The Koran/Quran says Muslims should be modest but nothing about women having to cover themselves. That nasty ‘cultural practice’ has been invented only recently by extremists. Long-time activist, Raheel Raza, made important points about this in her 2015 HuffPost essay titled ‘As a Muslim, I Think Canada Should Ban the Niqab and Burka in Public’:
“In the 25 years I have called Canada home, I have seen a steady rise of Muslim women being strangled in the pernicious black tent that is passed off to naïve and guilt-ridden white, mainstream Canadians as an essential Islamic practice.”
“As a Muslim mother who never saw a niqab when I was growing up in Karachi, Pakistan, I am astonished to see Canada’s judiciary caving in to Islamists who have nothing but contempt for Canada’s values of gender equality.”
The legal challenge currently before the Supreme Court will probably result in the Quebec law being overturned, which boggles the mind. How is it that women all over the world are pushing for equal pay, girls’ right to education, fair treatment before the law, and so many other crucial issues, and these women want the right to cover themselves?
Some are claiming it’s a personal choice but I don’t buy it: I’m a woman with nearly sixty years of experience living in a patriarchy; the woman who prefers shackles to freedom is brainwashed. And what’s worse, covered women are ultra-visible in public so they’re shouldering that stressor while those who enforce the veil remain thus-far protected from scrutiny. Oppressors always need privacy in order to maintain their power.
Raza pointed out that “the niqab and burka have nothing to do with Islam. They’re the political flags of the Muslim Brotherhood, ISIS, the Taliban, al-Qaida and Saudi Arabia.” She warned that face veils decrease our safety and security, which is timely—ISIS fighters may have been ousted from Middle East strongholds but as we all know, they didn’t surrender, they are merely dispersing.

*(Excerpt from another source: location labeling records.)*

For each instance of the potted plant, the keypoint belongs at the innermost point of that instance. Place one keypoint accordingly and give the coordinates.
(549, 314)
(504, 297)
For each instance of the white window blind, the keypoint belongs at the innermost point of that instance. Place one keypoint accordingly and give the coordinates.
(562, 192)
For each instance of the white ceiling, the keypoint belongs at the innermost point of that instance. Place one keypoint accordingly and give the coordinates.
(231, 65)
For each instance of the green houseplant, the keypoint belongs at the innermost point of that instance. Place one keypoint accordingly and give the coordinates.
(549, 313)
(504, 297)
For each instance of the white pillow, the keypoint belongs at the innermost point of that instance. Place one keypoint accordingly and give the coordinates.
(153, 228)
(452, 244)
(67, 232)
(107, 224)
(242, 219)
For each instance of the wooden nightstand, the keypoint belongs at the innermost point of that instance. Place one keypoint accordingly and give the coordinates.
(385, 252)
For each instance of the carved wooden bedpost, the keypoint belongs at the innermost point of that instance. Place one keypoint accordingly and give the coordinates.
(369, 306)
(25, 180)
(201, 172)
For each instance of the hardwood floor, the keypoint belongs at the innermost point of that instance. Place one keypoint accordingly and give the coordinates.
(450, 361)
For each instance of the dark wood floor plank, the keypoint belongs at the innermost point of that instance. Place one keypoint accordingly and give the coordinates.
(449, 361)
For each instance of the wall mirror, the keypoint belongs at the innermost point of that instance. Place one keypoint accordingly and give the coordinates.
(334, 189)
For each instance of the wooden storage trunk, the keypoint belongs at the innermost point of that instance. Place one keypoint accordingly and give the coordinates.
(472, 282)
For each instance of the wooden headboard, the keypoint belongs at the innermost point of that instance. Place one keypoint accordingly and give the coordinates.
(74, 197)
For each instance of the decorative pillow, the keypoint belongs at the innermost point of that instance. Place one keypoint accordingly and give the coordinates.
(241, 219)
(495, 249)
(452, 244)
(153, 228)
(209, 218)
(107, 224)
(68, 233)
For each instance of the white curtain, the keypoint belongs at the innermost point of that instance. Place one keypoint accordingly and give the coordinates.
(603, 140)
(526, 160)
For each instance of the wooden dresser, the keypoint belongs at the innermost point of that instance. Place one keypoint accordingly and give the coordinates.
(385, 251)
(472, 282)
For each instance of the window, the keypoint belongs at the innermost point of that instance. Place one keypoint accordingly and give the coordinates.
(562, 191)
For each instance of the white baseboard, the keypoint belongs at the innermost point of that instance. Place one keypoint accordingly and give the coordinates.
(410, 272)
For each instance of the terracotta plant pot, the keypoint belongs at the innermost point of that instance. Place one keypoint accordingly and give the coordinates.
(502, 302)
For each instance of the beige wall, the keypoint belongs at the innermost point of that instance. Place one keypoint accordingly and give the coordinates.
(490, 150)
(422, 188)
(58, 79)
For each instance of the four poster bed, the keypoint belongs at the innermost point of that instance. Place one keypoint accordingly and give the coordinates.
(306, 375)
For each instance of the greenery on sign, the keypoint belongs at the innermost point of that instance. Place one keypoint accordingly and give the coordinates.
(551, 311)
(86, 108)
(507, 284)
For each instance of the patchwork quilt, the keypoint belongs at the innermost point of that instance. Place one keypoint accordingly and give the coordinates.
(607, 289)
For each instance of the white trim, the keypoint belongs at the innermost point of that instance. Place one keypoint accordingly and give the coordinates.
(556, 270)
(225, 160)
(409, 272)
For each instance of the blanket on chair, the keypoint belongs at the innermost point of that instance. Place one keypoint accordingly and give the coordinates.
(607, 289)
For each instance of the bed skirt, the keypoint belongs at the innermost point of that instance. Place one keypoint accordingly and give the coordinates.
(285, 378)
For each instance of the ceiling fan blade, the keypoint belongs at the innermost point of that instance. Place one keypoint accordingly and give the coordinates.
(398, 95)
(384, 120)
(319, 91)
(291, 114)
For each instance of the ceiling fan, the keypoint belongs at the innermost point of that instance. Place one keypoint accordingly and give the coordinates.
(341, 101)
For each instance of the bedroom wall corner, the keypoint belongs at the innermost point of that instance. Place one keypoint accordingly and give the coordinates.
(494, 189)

Women’s equality is critically, fundamentally important to peace. Rojda Felat, a female commander in northern Syria, told The New Yorker reporter Luke Mogelson that Kurdish women became soldiers so they could “protect other women from extremists and their sexist ideologies”. They’re willing to give up their lives and what are we doing? Holding our breath and quietly hoping for the best.
Meanwhile, the burka and niqab are magnifying social discord and political fault lines; they’re soft weapons being used against women and against positive, progressive values. In this particular matter, the tolerance for which we are so justly proud is helping extremism and hindsight will be the wrong time to realize it.